Page 1 of Marrying the Nanny

Chapter One

Emma Wright was used to being ignored and preferred it, but it was hard to go unnoticed while escorting the aptly named “Storm.”

Storm exercised her healthy lungs, earning them hostile glares as they were shown through the litigious hallways of Who’s-It and What’s-His-Nuts. The receptionist left them in a small boardroom, giving an eyeroll that Emma caught through the window as the woman closed the door.

How dare the bellows of a fussy baby disturb the paralegals doing important probate work for dead people? Emma was only responsible for the survival of this tiny live human, but whatever.

With a grateful sigh, Emma let the nappy bag slide off her shoulder, then unstrapped Storm from the car seat clipped to the pram. She snuggled Storm against her shoulder, trying to placate her with the flannel of her blankie against her cheek. She used a soft voice and put a gentle bounce in her step, but Storm remained a knotted bundle of fury. Her little body quivered in rage, and each of her rasping wails could have stripped the paint off the walls.

Emma’s heart locked up with helplessness. Until Wilf and Tiffany’s departure five days ago, Storm had been cuter than a bug’s bum, alert and full of smiles, offering angelic blinks of her big blue eyes framed in downy blond lashes. She was getting the hang of sitting up and was quick to grab anything and shove it into her toothless mouth.

Anything but a dummy, of course. The fact she wouldn’t take a pacifier was proving highly inconvenient, especially now that things had taken such a dark turn. For both of them.

Emma paced anxiously to the window and rubbed Storm’s back, swaying her hips and promising everything would be okay.

Storm wouldn’t be lied to. She tangled a few of Emma’s stray hairs in her clenched fist, causing a sting that brought tears to Emma’s eyes.
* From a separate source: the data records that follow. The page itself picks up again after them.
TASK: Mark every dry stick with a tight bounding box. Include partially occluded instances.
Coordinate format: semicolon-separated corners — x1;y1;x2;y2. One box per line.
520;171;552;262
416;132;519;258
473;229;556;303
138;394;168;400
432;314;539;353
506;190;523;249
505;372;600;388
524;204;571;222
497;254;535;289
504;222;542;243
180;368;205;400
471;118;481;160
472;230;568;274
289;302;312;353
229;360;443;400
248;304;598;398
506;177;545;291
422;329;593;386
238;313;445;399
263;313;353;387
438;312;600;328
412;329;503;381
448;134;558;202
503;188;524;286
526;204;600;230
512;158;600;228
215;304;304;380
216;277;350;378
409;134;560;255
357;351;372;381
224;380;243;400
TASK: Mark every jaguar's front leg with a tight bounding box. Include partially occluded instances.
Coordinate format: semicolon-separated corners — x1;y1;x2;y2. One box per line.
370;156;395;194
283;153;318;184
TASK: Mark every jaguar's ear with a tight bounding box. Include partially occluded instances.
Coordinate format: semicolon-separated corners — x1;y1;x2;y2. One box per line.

“You’re right, you’re right,” Emma soothed, prying her hair loose and smoothing it back toward her ponytail. She lifted her gaze to the bleak day, so different from the fine blues and greens she would have seen back home.

It was the first of April. Her anniversary.

Or would have been.

That’s what you get for marrying on April Fool’s Day. Angry humiliation washed over her afresh, but Storm didn’t allow her to wallow in self-pity. She paused to catch her breath, lifting her head to give Emma a forsaken frown.
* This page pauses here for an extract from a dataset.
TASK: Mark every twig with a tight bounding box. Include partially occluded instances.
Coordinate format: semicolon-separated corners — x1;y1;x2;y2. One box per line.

“I know, love.” Emma tightened her arms around her and whispered into her hair. “Do you see the plane? It’s taking off.”

Storm looked out the window for about one second, then drooped her head against Emma’s neck and began to sob again, heavy as a sack of wet laundry.
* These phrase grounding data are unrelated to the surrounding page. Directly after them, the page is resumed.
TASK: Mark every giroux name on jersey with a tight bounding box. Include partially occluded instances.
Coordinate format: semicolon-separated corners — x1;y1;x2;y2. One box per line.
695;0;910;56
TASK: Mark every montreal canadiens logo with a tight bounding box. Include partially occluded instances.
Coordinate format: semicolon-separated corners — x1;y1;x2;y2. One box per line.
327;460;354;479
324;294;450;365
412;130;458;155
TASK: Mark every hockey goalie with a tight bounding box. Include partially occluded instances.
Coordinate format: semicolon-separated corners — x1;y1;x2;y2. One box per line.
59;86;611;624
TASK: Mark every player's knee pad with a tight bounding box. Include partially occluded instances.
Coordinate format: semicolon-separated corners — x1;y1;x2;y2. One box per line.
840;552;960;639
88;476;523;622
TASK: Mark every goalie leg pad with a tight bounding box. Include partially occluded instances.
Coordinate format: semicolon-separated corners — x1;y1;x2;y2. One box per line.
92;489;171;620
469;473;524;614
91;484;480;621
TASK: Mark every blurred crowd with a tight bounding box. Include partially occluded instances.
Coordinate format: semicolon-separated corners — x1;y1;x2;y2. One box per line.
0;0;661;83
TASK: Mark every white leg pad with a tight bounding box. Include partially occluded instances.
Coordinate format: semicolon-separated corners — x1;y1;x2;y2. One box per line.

Emma didn’t blame her. Storm had lost her parents in one of those small planes two days ago. She wasn’t old enough to understand it, but Emma was certain that, deep down, Storm knew they weren’t coming back.

That’s why Emma was fine with holding this stone’s worth of wretchedness even though her arms ached and her ears rang.

Maybe she was even clinging to the baby for the same reason Storm clung so tightly to her. Trepidation had dug its claws into Emma’s vitals the moment she had heard the news. Now she’d been summoned out of Raven’s Cove. Where would she go if not back there with Storm?

Where would Storm go? A foster home?

Emma’s heart juddered as she searched the rain-washed streets, not encouraged by the sturdy brick façades, wrought-iron gates, and cheery hanging baskets struggling to push out early blooms. Storm belonged with her. Surely she could convince them of that, whoever “they” were.

She would stay in Canada if that’s what it took. Happily. In many ways, BC reminded her of home, especially here in Victoria with its stamp of English colonialism. The city was perched on the bottom of Vancouver Island, not unlike her hometown of Nelson on the northern tip of New Zealand’s South Island.

She didn’t mind that she was in upside-down world here, where the sea was slate, not turquoise, and the trees were needle sharp instead of lush and frondy.

Where she had a baby and no husband instead of a husband and no baby.

For how long, though?

The door opened.

Emma turned and tried to find a weak smile for the middle-aged man who entered.

Storm stopped crying, tears on her cheeks, while she studied the new arrival. Not who she wanted. She dropped her head onto Emma’s shoulder hard enough for the tonk to reverberate through Emma’s collarbone.

“Oh, Storm.” Emma almost started crying herself. She rubbed her thumb on Storm’s brow where she thought they’d connected while Storm bellowed in fresh pain.

“Dennis Listle.” The man introduced himself with a pained smile. “Wilf’s lawyer.”

Emma knew that tense look. Control that baby.